You Inspire Me: Frida Kahlo
photo taken/altered by j
"I never paint dreams or nightmares. I paint my own reality".
Frida Kahlo
"I paint self-portraits because I am so often alone, because I am the person I know best".
Frida Kahlo
"Feet, what do I need you for when I have wings to fly?"
Frida Kahlo
Frida Kahlo inspires me to no end. Whenever I feel that one person should not have all of this on their shoulders she is one of the sheroes I turn to to guide and give me strength. What really grabs me and propels me forward about the stories of her life was that even though she was strong she knew how to be pliable, even though she was physically broken into pieces she put those pieces together to create her own beautiful and most importantly she LIVED. That to me is the mark of a life well lived. Part of her bio is below but for more click here and here.
Frida Kahlo (1907-1954), Mexican Painter.
From 1926 until her death, the Mexican painter Frida Kahlo created striking, often shocking, images that reflected her turbulent life. Kahlo was one of four daughters born to a Hungarian-Jewish father and a mother of Spanish and Mexican Indian descent, in the Mexico City suburb of Coyoacán.
She did not originally plan to become an artist. A polio survivor, at 15 Kahlo entered the premedical program at the National Preparatory School in Mexico City. However, this training ended three years later when Kahlo was gravely hurt in a bus accident. She spent over a year in bed, recovering from fractures of her back, collarbone, and ribs, as well as a shattered pelvis and shoulder and foot injuries. Despite more than 30 subsequent operations, Kahlo spent the rest of her life in constant pain, finally succumbing to related complications at age 47.

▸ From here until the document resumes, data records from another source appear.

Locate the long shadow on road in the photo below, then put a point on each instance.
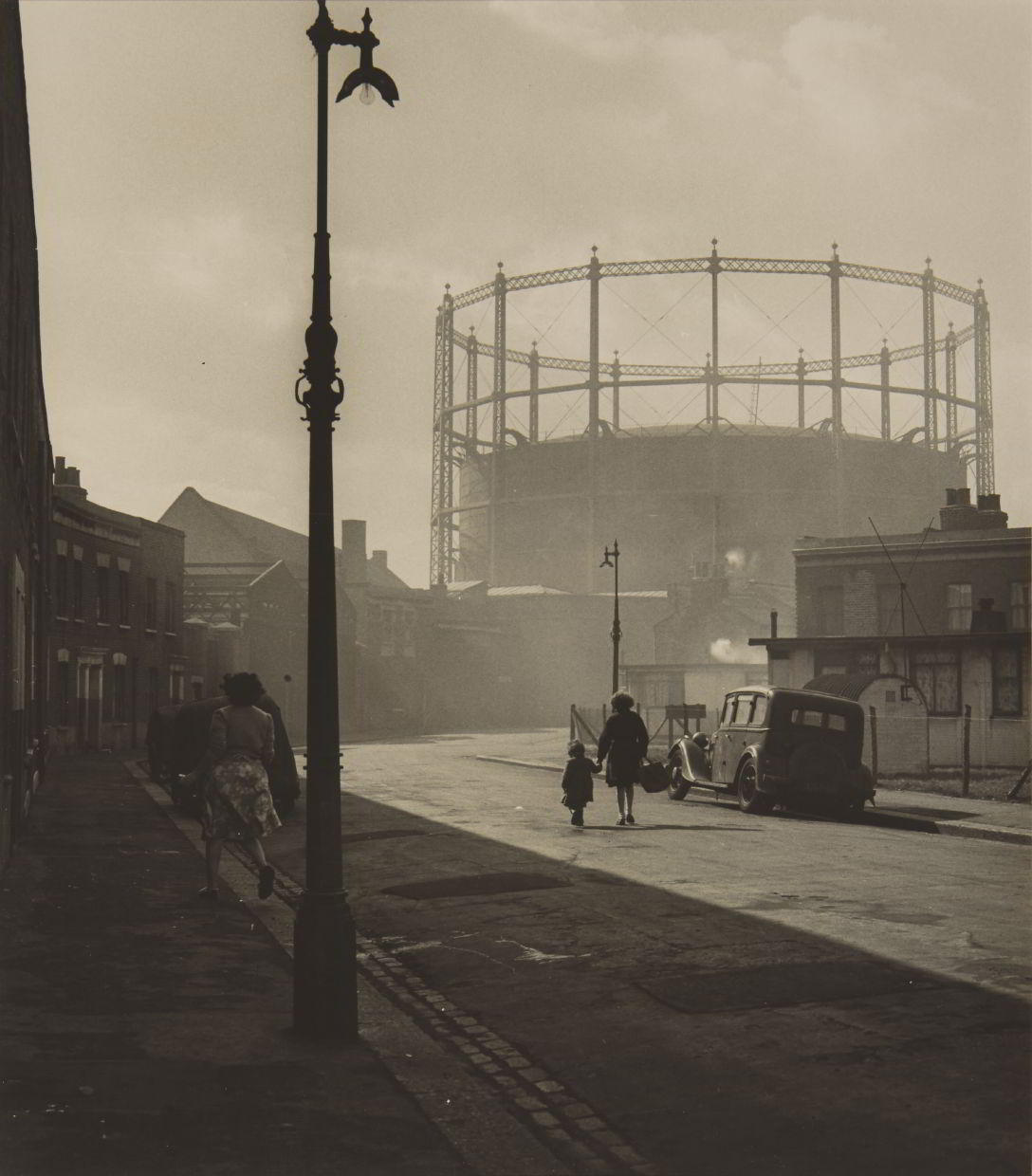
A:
(717, 1042)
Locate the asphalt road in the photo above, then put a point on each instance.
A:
(735, 994)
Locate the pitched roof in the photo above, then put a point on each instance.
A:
(216, 534)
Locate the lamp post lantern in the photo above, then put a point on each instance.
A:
(325, 981)
(612, 560)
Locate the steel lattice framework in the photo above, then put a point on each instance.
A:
(455, 424)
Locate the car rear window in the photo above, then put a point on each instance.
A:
(820, 719)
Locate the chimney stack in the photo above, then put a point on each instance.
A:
(353, 549)
(66, 480)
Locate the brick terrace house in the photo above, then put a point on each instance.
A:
(25, 456)
(117, 641)
(958, 634)
(252, 574)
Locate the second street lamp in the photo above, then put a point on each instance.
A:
(612, 560)
(325, 969)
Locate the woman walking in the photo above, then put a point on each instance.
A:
(622, 744)
(236, 801)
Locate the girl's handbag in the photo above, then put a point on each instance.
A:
(654, 777)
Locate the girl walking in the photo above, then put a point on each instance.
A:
(577, 783)
(236, 802)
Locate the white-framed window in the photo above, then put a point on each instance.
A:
(958, 608)
(1006, 682)
(937, 671)
(1019, 603)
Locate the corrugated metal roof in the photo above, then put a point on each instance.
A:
(527, 591)
(845, 686)
(642, 594)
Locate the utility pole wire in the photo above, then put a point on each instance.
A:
(903, 588)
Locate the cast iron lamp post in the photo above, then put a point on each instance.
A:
(612, 560)
(325, 981)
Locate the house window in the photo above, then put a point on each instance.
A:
(103, 596)
(958, 608)
(77, 589)
(830, 616)
(170, 607)
(122, 597)
(937, 671)
(64, 694)
(151, 603)
(119, 694)
(889, 613)
(1006, 682)
(1019, 604)
(849, 660)
(62, 586)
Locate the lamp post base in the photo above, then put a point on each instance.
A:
(325, 970)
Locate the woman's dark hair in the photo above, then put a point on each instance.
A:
(244, 689)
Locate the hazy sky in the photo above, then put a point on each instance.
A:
(173, 160)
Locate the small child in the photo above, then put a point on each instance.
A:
(577, 782)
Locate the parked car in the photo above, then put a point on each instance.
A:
(797, 748)
(177, 735)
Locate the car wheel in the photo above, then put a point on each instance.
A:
(749, 798)
(850, 809)
(678, 787)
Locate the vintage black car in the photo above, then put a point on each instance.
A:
(177, 735)
(797, 748)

During her convalescence Kahlo had begun to paint with oils. Her pictures, mostly self-portraits and still lifes, were deliberately naive, filled with the bright colors and flattened forms of the Mexican folk art she loved. At 21, Kahlo fell in love with the Mexican muralist Diego Rivera, whose approach to art and politics suited her own. Although he was 20 years her senior, they were married in 1929; this stormy, passionate relationship survived infidelities, the pressures of Rivera's career, a divorce and remarriage, and Kahlo's poor health. The couple traveled to the United States and France, where Kahlo met luminaries from the worlds of art and politics; she had her first solo exhibition at the Julien Levy Gallery in New York City in 1938. Kahlo enjoyed considerable success during the 1940s, but her reputation soared posthumously, beginning in the 1980s with the publication of numerous books about her work by feminist art historians and others. In the last two decades an explosion of Kahlo-inspired films, plays, calendars, and jewelry has transformed the artist into a veritable cult figure.